A nice representation is in a graph. Each node represents some options, where exactly one must be choosen. The edges represent the interdependencies. To assign costs, we annotate the nodes with cost vectors and the edges with cost matrices. Selecting options at two nodes implicitly selects the corresponding entry in the cost matrix between them.

The following figure presents the classical graph coloring problem with three nodes and three colors as a PBQP.

3-coloring

You can see that each of three nodes has a cost vector with three entries annotated, which represent the three colors. The cost matrices feature infinite costs in their diagonals, because we do not allow two neighboring nodes to get the same color. Any valid coloring corresponds to a PBQP selection with zero costs.

Why is it cool?

The PBQP can be used to model a wide range of real world problems. Usually, if you have a graph and interdependencies, you can use it. Working in compiler construction, i have used PBQP for instruction selection and register allocation.

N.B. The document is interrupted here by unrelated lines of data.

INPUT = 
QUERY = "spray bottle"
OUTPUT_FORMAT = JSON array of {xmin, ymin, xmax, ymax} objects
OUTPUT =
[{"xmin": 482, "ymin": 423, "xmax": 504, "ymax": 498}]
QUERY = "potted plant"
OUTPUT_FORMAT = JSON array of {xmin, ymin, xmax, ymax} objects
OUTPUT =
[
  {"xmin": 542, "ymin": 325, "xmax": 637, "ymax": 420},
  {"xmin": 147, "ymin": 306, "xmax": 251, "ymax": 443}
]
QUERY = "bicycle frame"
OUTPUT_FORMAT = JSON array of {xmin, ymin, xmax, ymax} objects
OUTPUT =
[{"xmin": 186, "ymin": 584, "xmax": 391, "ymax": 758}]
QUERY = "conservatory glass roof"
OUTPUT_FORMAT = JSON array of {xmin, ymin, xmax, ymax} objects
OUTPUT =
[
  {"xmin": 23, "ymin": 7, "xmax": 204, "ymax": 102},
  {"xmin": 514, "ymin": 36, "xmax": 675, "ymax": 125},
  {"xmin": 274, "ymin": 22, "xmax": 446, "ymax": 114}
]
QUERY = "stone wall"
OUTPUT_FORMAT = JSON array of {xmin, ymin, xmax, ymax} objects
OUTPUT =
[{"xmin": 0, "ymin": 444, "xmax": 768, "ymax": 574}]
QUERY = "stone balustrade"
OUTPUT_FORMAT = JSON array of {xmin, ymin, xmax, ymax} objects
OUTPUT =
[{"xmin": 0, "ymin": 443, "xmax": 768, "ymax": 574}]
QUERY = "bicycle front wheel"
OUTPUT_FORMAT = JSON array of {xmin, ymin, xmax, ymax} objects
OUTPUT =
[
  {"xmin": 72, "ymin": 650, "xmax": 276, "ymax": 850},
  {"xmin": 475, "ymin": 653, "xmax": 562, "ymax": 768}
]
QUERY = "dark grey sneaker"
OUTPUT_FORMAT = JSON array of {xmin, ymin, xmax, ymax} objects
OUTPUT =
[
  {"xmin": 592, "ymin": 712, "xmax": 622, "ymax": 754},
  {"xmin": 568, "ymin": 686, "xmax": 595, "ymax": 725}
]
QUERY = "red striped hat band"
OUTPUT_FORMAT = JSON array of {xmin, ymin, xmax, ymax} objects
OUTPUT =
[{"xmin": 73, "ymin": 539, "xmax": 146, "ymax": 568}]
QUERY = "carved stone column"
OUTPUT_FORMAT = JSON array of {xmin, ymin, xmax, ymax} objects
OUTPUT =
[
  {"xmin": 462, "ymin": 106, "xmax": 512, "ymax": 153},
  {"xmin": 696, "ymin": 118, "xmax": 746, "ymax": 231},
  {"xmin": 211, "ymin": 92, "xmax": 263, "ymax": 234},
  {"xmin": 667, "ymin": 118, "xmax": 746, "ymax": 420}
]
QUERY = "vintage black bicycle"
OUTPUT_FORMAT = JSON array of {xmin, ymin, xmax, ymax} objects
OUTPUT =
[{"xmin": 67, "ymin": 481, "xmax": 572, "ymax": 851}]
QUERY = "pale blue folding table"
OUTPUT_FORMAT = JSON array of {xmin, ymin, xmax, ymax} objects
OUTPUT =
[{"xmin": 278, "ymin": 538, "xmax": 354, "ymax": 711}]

The reason why such a modelling is attractive is that there is solver algorithm, which takes linear time (relative to the number of edges) and produces near optimal results for sparse graphs. For example, if your graph is a tree, the result will be optimal. There is no theoretical investigation i know of, but the quality of the results seems to be related to the treewidth of the working graph.

Originally, Scholz published the first PBQP solver. Our libFirm compiler contains our implementation of a PBQP solver and features some improvements (infinity propagation, merge reduction).